Türkiye Barış Meclisi Sekreterya üyesi ve Türkiye İnsan Hakları Vakfı Genel Sekreteri Metin Bakkalcı "Türkiye Barış Meclisi olarak 31 Ağustos'ta Türkiye barışını arıyor diyoruz, insanı esas alan bir yerden köprüleri yeniden tesis etmeye çağrıda bulunuyoruz" diyor.
Bakkalcı, 31 Ağustos Türkiye Barışını Arıyor mitinginin hemen öncesine Kara Kuvvetleri Komutanı Işık Koşaner ve Genelkurmay Başkanı İlker Başbuğ'un devir teslim töreni konuşmalarında güvenliği insan haklarından öncelikli sayan cümlelerinin karşısında "Barış" taleplerini vurguladı.
"Bir daha asla..."
"Koşaner 'kimi yasal düzenlemelerle elimizi kolumuzu bağlıyor' diyor, bu cümlelerin ardından ne derseniz deyin anlamı kalmıyor. Asıl bu bir güvenlik meselesidir, insan hakları güvenlik meselesinden önce gelmemelidir.

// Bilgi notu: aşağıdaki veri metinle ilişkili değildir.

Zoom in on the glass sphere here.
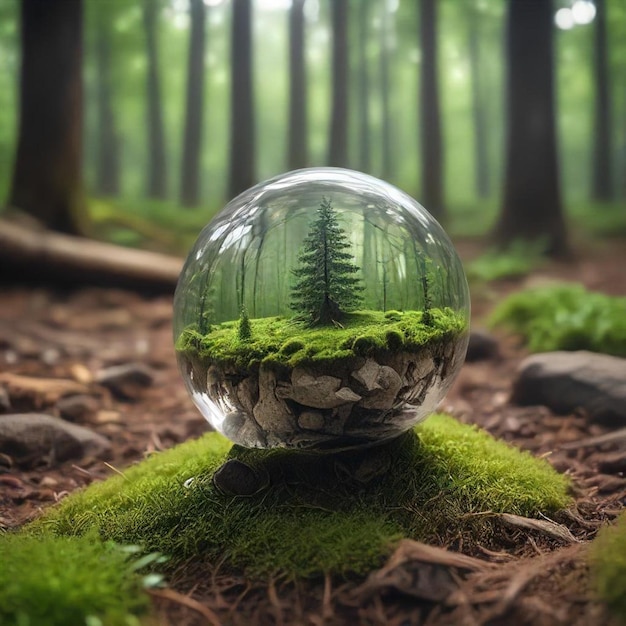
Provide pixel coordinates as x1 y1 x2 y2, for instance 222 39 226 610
174 168 470 450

Bakkalcı "Türkiye Barış Meclisi olarak artık dünyada uluslararası dokümanlarda ifade edilen değerler manzumesi büyük ölçüde tahrip edildiğini tespit ettiklerini, Birleşmiş Milletler İnsan Hakları Evrensel Beyannamesi'nin 60. yılında, beyannamenin temel sloganının "Bir daha asla" olduğunu" anımsattı..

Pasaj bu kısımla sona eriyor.